On January 7th, two armed men attacked the Paris offices of satirical newspaper Charlie Hebdo, killing twelve people including ten employees and two policemen. Both attackers were killed by French police two days later after a car chase and standoff. A third attacker took hostages in a Parisian kosher grocery shop the same day, demanding the release of the initial attackers during the concurrent standoff. The male assailant was killed by police, but four hostages were also killed. A possible female accomplice is still wanted by police.
The attacks and controversy surrounding their cause and effects have become the primary news story in Western media for the last two weeks. Law enforcement agencies in France and elsewhere have linked all the assailants with a Yemeni branch of the Islamic terrorist group Al-Qaeda. The group has claimed responsibility for the attacks, saying that they were performed to satisfy the honor of Muhammad, the historical founder and prophet of Islam. Charlie Hebdo had on several occasions published covers depicting satirical and insulting portrayals of Muhammad, as well as satirizing icons of Christianity and Judaism. Many Muslims object to images of Muhammad, and the portrayal of Muhammad in Western media has been the subject of controversy and religiously-inspired attacks in the past.
On Sunday over a million demonstrators, including religious leaders and representatives of world governments, marched through Paris to honor the victims of the attack. Image credit: Christopher Furlong/Getty Images via ABC News
The incident has incited a certain amount of civil unrest in France and sparked debate over free speech, and the limits thereof, throughout the world.
The publishers of Charlie Hebdo vowed to continue their work. Wednesday, exactly one week after gunmen attacked the newspaper office, the latest issue was released in an expanded printing of more than two million copies, which sold out almost immediately. The new issue's cover once again portrays Muhammad, but this time he holds a signs with the phrase "Je suis Charlie" ("I am Charlie"), the rallying cry for mourners and free speech advocates after the attack. Above Muhammad is written "Tout est pardonné" ("All is forgiven"), a message from the publishers appealing for forgiveness of the attackers and peace between Muslims and France as a whole.
Because the paper edition of the newspaper has become nearly impossible to purchase, the publishers of Charlie Hebdo have released a digital copy as a mobile application on Android, iOS, and Windows Phone. Prior to today Charlie Hebdo was not available on the Play Store in any form. The single Play Store listing for Charlie Hebdo (an app, not a newspaper or magazine) is a free download that currently offers the French edition of the digital newspaper as a $3.54 (3 euro) in-app purchase. The 16-page issue can be read in a typical magazine style, though there is no special formatting for mobile and the pages are presented full-size, requiring considerable zooming to read the articles.
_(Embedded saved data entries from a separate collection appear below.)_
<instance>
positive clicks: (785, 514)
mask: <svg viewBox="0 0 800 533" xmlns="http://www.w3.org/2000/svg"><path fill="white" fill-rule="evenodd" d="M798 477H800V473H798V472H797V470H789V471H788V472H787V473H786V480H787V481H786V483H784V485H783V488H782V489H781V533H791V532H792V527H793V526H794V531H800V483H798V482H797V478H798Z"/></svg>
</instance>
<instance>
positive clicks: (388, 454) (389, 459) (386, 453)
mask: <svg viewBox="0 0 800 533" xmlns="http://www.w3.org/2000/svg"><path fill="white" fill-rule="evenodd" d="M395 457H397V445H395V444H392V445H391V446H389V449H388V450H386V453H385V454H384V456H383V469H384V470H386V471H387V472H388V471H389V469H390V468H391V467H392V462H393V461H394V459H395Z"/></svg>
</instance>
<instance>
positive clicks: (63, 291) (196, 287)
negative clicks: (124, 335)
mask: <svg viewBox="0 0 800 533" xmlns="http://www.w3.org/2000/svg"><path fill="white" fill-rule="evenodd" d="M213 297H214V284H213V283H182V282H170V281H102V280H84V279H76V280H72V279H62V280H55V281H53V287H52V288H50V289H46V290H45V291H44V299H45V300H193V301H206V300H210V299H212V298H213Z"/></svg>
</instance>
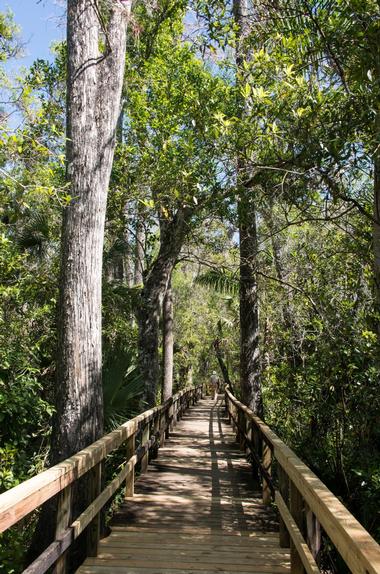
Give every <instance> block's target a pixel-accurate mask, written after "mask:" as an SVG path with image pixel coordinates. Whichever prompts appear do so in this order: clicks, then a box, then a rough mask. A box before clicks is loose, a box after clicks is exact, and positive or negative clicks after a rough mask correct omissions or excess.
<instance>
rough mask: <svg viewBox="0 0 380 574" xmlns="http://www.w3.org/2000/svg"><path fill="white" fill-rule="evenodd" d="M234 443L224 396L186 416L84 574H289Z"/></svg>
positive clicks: (258, 494) (99, 544)
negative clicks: (248, 572) (215, 573)
mask: <svg viewBox="0 0 380 574" xmlns="http://www.w3.org/2000/svg"><path fill="white" fill-rule="evenodd" d="M235 440H236V435H235V433H234V431H233V430H232V427H231V426H230V425H228V424H227V419H226V418H225V411H224V404H223V401H222V397H221V396H219V399H218V403H217V405H214V404H213V402H212V401H211V400H210V399H205V400H202V401H200V402H199V403H198V404H197V405H196V406H195V407H193V408H191V409H190V410H189V411H187V412H186V413H185V414H184V417H183V419H182V420H181V422H180V423H179V424H178V425H177V426H176V427H175V430H174V432H173V433H171V434H170V440H168V441H167V442H166V443H165V446H164V447H163V448H161V449H160V451H159V457H158V459H156V460H154V461H152V463H151V465H150V466H149V471H148V472H147V474H145V475H144V476H143V477H141V479H140V480H139V481H138V482H137V484H136V492H135V496H134V497H133V498H129V499H127V500H126V502H125V504H124V505H123V506H122V507H121V509H120V510H119V512H118V513H117V514H116V515H115V517H114V519H113V521H112V524H111V528H112V533H111V535H110V536H108V537H107V538H105V539H104V540H102V541H101V542H100V544H99V553H98V557H97V558H88V559H87V560H86V562H85V563H84V565H83V566H82V567H81V568H80V569H79V570H78V574H95V573H99V574H100V573H104V574H106V573H111V572H112V573H115V572H128V573H130V574H134V573H136V574H137V573H146V574H151V573H153V572H154V573H155V574H164V573H166V574H167V573H168V572H170V573H171V574H182V573H190V572H202V573H203V574H207V573H209V572H210V573H211V572H229V573H231V572H239V573H241V574H243V573H248V572H250V573H251V574H252V573H254V572H271V573H273V574H274V573H282V572H283V573H285V572H290V555H289V550H287V549H282V548H280V546H279V538H278V534H277V532H276V531H277V530H278V525H277V520H276V514H275V512H274V511H273V510H272V509H271V508H270V507H268V506H265V505H264V504H263V503H262V500H261V492H258V491H255V490H254V487H253V481H252V467H251V465H250V464H249V463H248V462H247V461H246V458H245V456H244V454H243V453H242V452H241V451H239V450H238V446H237V444H236V442H235Z"/></svg>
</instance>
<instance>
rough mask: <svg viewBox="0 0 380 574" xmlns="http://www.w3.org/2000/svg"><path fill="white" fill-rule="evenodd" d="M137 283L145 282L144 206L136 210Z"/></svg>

The Charlie Hebdo app is compatible with all Android phones and tablets running version 4.0.3 or higher. The publishers have promised to make translations of the issue available in English, Spanish, and Arabic, with the English edition due later today, but it's currently unclear if translated versions will be available in this or other mobile apps.
It is possible, though unlikely, that Google may remove the Charlie Hebdo app from the Play Store. Google's Developer Program Policy forbids "depictions of gratuitous violence" and "sexually explicit or erotic content, icons, titles, or descriptions." Some of the cartoons contained in the edition qualify under both restrictions. The Developer Program also forbids hate speech, defining it as "content advocating against groups of people based on their race or ethnic origin, religion, disability, gender, age, veteran status, or sexual orientation/gender identity." Charlie Hebdo's previous editions have been called hate speech, particularly by religious commenters.